徐麟兮转身下楼回了监控台,郑薄言和陈其楚都还在忙着,有更多零散的信号慢慢被拼接成段,等待着解析。

尹令仪皱眉盯着手里的纸张。

外来信号其实是某种古老简单的电码,出于某种阻隔而艰难地抵达。信息的传送方大约也知道这种情况,所以繁复发出循环的信号。内容不复杂,但在有限的字句里,连能够表达的重点都浓缩到了眼前的程度。

尹令仪立刻捕捉到了对方最初要表达的关键:

对于即将接触的提醒。

主动的善意。

交流的意愿。

纸上被完整解析出来的信息目前只有这样三条:

Philosophy-gate is opening.

Welcome to NEW Dimension.

From your friend 009.

尹令仪拍拍森栗,把纸递回去,指点着明柑董白柚道:“你们三个,把信息发送给塔下面的所有人。”

“知道了。”森栗答应着。如今他们三人掌握着空庭的核心,拥有向这个空间任意一个角落递送指令的权限。

尹令仪转脸看着更新完毕后浮在全息台上的空庭三坐标成像,再不发一言了。他伸出手指,拨弄着成像慢慢旋转,似是毫无目的地前后查看。

如今的空庭是一座群山环绕的岛屿,反面是悬空不落的水域。这一方初次露出真颜的天地,被球状的大气拥抱着,如卵含黄。

NEW Dimension,“新的维度”啊……

空庭已经不再是存在于梦境之中的数据了吗?

虽然暂时没人能够解释这一切都是如何发生,正如暂时无人得知宇宙如何诞生一样。
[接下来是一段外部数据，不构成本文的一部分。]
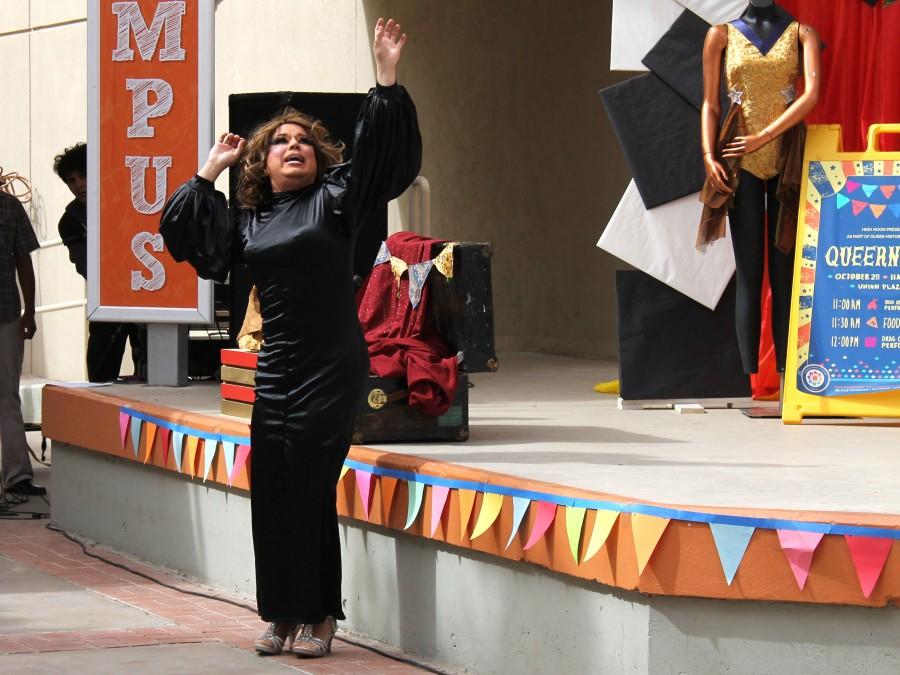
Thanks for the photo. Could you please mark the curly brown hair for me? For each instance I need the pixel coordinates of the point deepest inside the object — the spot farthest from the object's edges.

也许有一天,会有人找到这个答案吧。

尹令仪心中出奇地平静。

叶维则,张鸾,我们是真的创造了新世界。

你看到了吗?

正如董白柚判断的那样,经过约十四个小时,向空庭不断接近的东西就到了能以肉眼观测的程度。又约十一小时后,黑暗的苍穹之中已能够清晰看见对面岛屿的形状。这个时候循环抵达空庭的交涉信息停止了,留下最后一条:

LOOK AT ME.

尹令仪却突然醒悟过来,不是对方在向空庭靠近,而是空庭在向对方靠近。这个说法甚至也不太对,两个岛屿应该都是静止的,而他们各自所在的宇宙发生了交错。

当空庭维度上升至于对方齐平,他们就会真正接触。

当然这些都只是猜测。没有人能证明现在掌握的有关于一切的法则是否都还有理可循。

在最后的十九个小时之后,自称“009”的空中岛屿已经近在眼前,举目望不到边际。

两座陆地最终静止在同一个水平面,山水相接,天地一脉。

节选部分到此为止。